The Atlantic lifeline – bringing troops, equipment, food and other supplies – was crucial to keep Britain fighting. More than a million tons a week were needed to feed everyone and to generate the strength to fight. Several ships were lost each day, and just weeks’ worth of food was in store at any one time. Germany’s remaining surface craft posed some threat, but this paled in comparison to the U-boats. Their objective: to starve Britain out. As Churchill wrote: “The only thing that ever really frightened me during the war was the U-boat peril.”

In his role as Admiral, he instituted a series of changes in the way the escort ships were to be used. In addition to the existing escort group system, in which groups of ships were assigned to defend the perimeter of convoy boxes, Horton instituted a system of support groups, who would also travel with the convoys, but have much more freedom in pursuing submarines to the death, even if such action necessitated leaving the convoy for longer periods of time than were considered acceptable for escort groups. Horton's support groups proved to be decisive in the crucial spring of 1943, taking the battle to the U-boats and crushing the morale of the U-boat arm with persistent and successful counterattacks.

His tenure as C-in-C Western Approaches was remarkable; having built an enormous and ruthlessly administered command he out-thought and defeated an implacable enemy. The importance of the campaign was, simply, had he not won it the Allies could not have defeated Germany.

Admiral Horton is widely credited, along with his predecessor, Admiral Sir Percy Noble, as being one of the most crucial figures in the Allied victory in the Atlantic.
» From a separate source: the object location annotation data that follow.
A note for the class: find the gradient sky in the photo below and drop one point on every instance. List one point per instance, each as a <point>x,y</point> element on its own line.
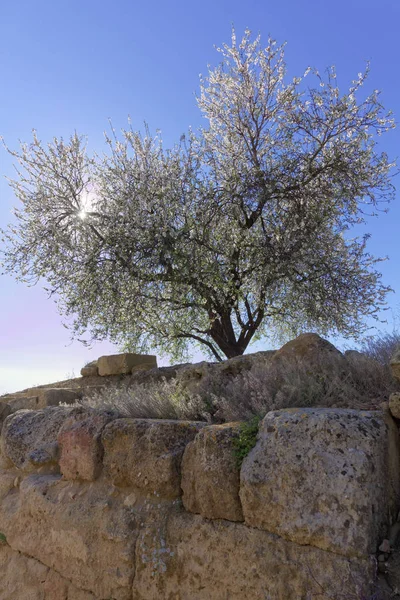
<point>67,65</point>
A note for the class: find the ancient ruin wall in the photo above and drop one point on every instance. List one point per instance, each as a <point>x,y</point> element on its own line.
<point>96,507</point>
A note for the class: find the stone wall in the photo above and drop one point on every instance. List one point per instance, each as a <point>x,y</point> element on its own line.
<point>96,507</point>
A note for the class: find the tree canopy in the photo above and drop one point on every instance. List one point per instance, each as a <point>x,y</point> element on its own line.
<point>239,229</point>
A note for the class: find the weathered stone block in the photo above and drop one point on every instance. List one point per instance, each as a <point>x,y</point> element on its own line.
<point>323,477</point>
<point>220,560</point>
<point>210,475</point>
<point>85,534</point>
<point>57,396</point>
<point>147,453</point>
<point>90,370</point>
<point>5,410</point>
<point>24,578</point>
<point>121,364</point>
<point>309,348</point>
<point>29,438</point>
<point>81,450</point>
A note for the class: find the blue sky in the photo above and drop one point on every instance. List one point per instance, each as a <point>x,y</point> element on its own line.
<point>72,65</point>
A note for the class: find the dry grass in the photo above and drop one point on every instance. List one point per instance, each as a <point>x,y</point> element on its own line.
<point>361,381</point>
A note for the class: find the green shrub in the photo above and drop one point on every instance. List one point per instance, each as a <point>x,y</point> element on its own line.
<point>246,440</point>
In August 1945, Max Horton, at his own request, was placed on the retired list in order to facilitate the promotion of younger officers. He was made a Knight Grand Cross of the Order of the Bath in June 1945 and was Bath King of Arms from January 1946. He was awarded the Freedom of the City of Liverpool at the Philharmonic Hall on the 18th of September 1946.

The ashes of Admiral Sir Max Horton were placed in the South arm of the Eastern Transept at the foot of the North-East pier. In 1957, a stone tablet was carved by Edward Carter Preston and commemorates the life of Admiral Horton.




In 2019, Terry MacDonald a local sculptor who has worked on many of the memorials in the Cathedral achieved his ambition and gave a towering sculpture of Max Horton to the village of Rhosneigr, North Wales where Max Horton was born and spent his childhood years. It was unveiled at a special ceremony attended by civic dignitaries and military personnel.

The following words were read at the funeral service of Admiral Sir Max Horton:

They that go down to the sea in ships, that do business in great waters: these see the works of the Lord and His wonders in the deep.

In the day when the waters had well nigh overwhelmed us, our brother, here departed, apprehended the creative power in man, set himself to the task to conquer the enemy.

Solemnly we acknowledge the working of the spirit of God in man.